Mengalokasikan anggaran tanpa korelasi jelas terhadap outcome gizi yang terukur adalah praktik fiskal yang tidak bertanggung jawab. Pemerintah perlu menunjukkan rencana koreksi yang konkret: realokasi anggaran ke intervensi prioritas HPK, alokasi untuk infrastruktur WASH di komunitas rawan, dan pendanaan untuk kapasitas pengawasan BPOM dan dinas kesehatan daerah.Akhirnya, narasi politis tentang “makanan gratis” harus ditukar dengan narasi teknis tentang “ketahanan gizi berbasis bukti”.
Anak Indonesia tidak membutuhkan sekadar paket makan sehari-hari; mereka membutuhkan intervensi terintegrasi yang dimulai sejak kandungan, didukung sanitasi layak, dan didampingi edukasi keluarga.

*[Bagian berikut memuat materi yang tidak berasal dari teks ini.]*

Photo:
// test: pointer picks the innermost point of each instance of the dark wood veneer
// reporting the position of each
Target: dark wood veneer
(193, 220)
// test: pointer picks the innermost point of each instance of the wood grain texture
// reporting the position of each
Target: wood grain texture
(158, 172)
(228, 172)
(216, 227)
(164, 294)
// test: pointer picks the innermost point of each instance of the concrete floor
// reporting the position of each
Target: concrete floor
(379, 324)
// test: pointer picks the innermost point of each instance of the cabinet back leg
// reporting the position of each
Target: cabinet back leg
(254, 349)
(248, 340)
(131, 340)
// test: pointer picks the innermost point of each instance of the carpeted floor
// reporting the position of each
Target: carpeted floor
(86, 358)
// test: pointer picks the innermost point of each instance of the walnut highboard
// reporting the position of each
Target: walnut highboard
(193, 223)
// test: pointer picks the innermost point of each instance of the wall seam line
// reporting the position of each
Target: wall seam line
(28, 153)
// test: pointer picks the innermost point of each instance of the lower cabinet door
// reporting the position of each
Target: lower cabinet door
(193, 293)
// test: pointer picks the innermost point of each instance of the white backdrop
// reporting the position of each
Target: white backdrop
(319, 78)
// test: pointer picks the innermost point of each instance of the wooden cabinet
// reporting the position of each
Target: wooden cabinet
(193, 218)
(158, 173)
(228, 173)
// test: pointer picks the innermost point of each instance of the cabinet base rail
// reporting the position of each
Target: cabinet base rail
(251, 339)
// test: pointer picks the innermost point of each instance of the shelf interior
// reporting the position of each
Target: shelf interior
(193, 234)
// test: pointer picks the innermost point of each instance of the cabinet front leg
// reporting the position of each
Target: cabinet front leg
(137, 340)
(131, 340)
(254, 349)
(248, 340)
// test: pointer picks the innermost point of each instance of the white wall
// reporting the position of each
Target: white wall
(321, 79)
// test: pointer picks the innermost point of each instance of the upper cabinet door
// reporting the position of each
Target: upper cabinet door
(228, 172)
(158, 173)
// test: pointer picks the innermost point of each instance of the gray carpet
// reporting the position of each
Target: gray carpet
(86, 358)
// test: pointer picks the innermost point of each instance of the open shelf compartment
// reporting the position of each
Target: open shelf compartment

Jika MBG dapat direformasi untuk mendukung rantai intervensi ini—bukan berdiri sendiri—maka program tersebut masih bisa berkontribusi. Kalau tidak, sejarah akan mencatatnya sebagai proyek populis mahal yang gagal menyentuh akar masalah stunting. Prioritaskan bukti, strukturkan pelaksanaan, dan audit setiap outcome: itu satu-satunya jalan agar uang publik menghasilkan anak-anak yang lebih sehat dan produktif.